Cuba, Corea del Norte y el carrito del helado

18. julio 2013 | Por | Categoria: Editorial, Opinión

El asunto no pasaría del mero chascarrillo si no estuviéramos hablando de armamento que, en las manos de un dictador imprevisible como Kim Jong–Un, podría convertirse en un factor de desestabilización para la península coreana, y por extensión, para el resto de Extremo Oriente.

Las autoridades panameñas han retenido en el Canal al barco norcoreano Chong Chon Gang después de que el régimen cubano escondiera entre las 10.000 toneladas de azúcar que la nave transportaba en sus bodegas, dos sistemas de antiaéreos Volga y Pechoga, dos aviones de combate MiG–21 desmontados y 15 motores de recambio para estas aeronaves. Material de guerra de última generación y perfectamente preparado para el combate,… si la guerra se produjera en los años sesenta del pasado siglo, claro.

Más allá del aspecto humorístico (que bien podría haber servido de base para una de las guerras “austrohúngaras” del genial y añorado Luis García Berlanga), lo cierto es que Panamá ha pillado a Cuba y a Corea del Norte con el carrito del helado, en medio de una transferencia de material militar que contraviene el embargo de armas establecido por el Consejo de Seguridad contra Corea del Norte en su Resolución 1718, de 14 de octubre de 2006.

Puede que algunos en Cuba piensen que los valores revolucionarios que emergieron en la isla contra la férrea dictadura de Batista (más o menos cuando se estaban fabricando las armas halladas en el Chong Chon Gang) están de alguna manera conectados con la férrea dictadura de Kim Jong–Un. Puede incluso que determinados dirigentes cubanos estimen que su país debe evolucionar hacia el régimen más totalitario del planeta en lugar de hacerlo hacia el nuevo bolivarianismo democrático que ha surgido en América Latina.

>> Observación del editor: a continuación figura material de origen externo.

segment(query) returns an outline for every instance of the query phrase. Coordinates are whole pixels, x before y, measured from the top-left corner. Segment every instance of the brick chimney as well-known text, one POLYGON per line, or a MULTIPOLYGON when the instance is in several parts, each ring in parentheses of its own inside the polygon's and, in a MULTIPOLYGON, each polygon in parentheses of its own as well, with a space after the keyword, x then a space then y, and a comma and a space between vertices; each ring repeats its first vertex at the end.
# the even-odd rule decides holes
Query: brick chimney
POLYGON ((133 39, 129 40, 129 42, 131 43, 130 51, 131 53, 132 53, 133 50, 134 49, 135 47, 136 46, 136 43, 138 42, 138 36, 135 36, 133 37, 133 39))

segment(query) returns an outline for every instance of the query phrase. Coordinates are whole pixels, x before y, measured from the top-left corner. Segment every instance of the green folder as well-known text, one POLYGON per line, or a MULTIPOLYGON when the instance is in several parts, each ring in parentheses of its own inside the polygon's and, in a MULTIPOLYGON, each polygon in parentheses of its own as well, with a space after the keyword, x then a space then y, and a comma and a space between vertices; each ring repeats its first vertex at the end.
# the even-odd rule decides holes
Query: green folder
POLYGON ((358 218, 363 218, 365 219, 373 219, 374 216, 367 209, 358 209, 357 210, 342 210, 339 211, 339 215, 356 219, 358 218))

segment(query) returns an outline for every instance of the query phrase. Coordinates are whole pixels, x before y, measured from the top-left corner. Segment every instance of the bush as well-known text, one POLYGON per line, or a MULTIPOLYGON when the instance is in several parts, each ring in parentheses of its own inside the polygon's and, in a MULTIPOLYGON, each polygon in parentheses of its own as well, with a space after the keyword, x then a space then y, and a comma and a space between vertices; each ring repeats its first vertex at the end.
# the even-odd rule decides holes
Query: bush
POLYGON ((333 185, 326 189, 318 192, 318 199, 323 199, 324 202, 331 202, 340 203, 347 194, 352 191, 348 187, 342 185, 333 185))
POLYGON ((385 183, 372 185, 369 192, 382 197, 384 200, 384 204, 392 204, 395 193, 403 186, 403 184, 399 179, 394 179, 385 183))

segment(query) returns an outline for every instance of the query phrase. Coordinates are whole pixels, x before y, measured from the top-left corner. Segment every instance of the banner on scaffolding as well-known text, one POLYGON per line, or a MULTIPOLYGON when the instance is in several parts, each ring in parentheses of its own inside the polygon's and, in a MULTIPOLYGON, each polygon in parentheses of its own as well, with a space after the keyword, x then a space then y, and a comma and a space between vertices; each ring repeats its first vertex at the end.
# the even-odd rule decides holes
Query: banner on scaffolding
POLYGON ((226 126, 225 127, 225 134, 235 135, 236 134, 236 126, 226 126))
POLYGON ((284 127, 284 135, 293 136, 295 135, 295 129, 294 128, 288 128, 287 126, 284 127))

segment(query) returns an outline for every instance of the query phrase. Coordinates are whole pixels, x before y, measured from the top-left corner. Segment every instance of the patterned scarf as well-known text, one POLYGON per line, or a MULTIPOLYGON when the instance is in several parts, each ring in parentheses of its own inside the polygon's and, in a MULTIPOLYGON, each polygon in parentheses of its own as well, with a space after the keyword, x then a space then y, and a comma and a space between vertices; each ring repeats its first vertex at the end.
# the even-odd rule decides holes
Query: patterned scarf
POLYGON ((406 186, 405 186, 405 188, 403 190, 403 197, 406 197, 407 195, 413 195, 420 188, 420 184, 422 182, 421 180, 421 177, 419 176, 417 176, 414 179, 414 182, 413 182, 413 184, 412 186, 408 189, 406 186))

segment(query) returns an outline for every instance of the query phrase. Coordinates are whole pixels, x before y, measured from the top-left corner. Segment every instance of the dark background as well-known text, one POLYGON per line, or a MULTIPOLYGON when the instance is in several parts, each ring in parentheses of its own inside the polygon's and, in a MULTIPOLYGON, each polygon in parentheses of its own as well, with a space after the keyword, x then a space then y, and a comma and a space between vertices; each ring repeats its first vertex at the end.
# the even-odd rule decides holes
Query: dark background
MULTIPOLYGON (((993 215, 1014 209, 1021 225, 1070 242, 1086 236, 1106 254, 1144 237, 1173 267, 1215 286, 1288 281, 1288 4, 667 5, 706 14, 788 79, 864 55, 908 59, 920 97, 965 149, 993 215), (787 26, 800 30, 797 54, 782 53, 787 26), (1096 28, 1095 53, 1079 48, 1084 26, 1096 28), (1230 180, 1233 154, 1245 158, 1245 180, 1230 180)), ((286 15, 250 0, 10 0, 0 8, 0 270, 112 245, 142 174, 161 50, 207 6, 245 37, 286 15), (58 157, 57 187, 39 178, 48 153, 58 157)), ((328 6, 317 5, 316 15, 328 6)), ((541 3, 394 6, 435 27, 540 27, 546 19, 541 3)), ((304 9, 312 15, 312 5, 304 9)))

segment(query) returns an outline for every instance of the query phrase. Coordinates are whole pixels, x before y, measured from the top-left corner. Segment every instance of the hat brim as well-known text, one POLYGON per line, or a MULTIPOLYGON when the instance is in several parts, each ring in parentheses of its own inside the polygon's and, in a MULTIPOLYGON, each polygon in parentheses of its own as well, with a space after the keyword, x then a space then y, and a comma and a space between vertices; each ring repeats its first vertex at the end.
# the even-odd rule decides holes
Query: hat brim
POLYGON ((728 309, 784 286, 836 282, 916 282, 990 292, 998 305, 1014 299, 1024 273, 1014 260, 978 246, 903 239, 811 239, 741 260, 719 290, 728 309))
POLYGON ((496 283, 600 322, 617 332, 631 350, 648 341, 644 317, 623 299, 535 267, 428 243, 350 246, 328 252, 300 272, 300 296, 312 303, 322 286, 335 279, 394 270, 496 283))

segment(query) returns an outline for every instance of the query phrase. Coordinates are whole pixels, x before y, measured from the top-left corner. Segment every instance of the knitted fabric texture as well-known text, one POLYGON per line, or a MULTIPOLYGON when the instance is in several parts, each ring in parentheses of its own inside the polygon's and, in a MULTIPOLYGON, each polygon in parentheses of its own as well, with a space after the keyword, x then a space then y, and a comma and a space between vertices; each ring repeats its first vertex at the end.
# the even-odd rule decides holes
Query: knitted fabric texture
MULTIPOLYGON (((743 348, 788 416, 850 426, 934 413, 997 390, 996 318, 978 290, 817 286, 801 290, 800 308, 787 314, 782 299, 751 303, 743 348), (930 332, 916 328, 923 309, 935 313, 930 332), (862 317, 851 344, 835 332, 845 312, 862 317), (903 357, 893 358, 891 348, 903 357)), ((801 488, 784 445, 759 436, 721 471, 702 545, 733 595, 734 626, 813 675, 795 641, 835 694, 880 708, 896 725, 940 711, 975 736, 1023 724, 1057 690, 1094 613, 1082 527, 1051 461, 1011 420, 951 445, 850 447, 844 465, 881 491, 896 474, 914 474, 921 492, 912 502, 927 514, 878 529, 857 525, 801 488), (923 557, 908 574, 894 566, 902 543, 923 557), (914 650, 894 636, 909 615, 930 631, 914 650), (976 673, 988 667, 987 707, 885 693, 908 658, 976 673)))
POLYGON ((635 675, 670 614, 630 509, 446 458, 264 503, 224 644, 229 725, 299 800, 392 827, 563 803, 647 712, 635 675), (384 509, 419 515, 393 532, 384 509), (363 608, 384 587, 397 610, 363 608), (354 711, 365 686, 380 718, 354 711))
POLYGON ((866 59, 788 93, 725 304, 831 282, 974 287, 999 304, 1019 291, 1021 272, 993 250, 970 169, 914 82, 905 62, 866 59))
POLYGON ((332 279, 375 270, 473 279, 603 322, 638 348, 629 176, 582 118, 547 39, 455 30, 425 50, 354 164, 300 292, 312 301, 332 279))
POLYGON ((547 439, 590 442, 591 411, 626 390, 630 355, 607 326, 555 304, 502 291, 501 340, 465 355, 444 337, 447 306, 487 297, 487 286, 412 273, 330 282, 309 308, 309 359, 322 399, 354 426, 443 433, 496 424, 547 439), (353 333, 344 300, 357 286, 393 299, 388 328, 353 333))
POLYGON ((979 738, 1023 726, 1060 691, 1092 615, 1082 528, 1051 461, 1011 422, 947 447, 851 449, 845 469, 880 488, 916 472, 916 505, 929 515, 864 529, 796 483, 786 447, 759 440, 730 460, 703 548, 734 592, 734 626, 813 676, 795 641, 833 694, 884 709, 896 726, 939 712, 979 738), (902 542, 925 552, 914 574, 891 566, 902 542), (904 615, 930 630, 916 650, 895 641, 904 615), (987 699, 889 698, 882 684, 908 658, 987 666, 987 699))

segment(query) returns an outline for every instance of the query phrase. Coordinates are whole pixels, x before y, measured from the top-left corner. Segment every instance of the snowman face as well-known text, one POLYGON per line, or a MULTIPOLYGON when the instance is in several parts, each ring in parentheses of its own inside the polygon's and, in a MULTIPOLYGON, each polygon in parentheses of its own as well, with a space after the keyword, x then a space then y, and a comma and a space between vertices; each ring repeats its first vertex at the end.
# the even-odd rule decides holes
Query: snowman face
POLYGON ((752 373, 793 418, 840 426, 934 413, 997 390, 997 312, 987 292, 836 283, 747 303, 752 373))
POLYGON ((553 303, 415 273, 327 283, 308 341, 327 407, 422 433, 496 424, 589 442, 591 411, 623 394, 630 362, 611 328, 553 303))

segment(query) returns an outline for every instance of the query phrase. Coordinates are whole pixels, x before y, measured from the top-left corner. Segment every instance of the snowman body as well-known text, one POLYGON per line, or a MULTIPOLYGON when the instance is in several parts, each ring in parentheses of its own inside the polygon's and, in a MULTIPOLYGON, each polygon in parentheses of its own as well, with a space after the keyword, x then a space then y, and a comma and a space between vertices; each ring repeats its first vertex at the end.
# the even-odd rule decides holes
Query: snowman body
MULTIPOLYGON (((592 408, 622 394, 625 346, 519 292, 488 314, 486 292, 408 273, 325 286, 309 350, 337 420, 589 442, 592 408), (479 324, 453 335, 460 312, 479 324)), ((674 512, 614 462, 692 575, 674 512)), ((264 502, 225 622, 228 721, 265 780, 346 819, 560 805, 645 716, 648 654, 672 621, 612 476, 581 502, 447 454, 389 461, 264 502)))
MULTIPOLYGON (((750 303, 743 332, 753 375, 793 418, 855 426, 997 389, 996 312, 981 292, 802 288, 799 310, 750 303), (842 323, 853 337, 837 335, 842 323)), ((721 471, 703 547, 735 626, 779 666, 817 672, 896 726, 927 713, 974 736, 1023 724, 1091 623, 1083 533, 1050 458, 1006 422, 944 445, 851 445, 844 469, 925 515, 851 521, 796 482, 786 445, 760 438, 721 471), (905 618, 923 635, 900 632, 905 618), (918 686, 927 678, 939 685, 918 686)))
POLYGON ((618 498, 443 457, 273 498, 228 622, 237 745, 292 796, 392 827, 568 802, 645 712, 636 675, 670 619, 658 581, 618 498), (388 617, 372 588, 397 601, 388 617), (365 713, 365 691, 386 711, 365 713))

Sin embargo, piensen lo que piensen en La Habana, lo cierto es que el cargamento del Chong Chon Gang viola una Resolución del Consejo de Seguridad, un órgano cuyas decisiones deberían ser respetadas por todos aquellos gobiernos que pretendan evitar que Naciones Unidas caiga en el mismo descrédito en el que cayó la Sociedad de Naciones durante el periodo de Entreguerras.

Por ello, Cuba y Corea del Norte deben comparecer cuanto antes ante la comunidad internacional y afrontar las consecuencias que se deriven de su temeraria actitud.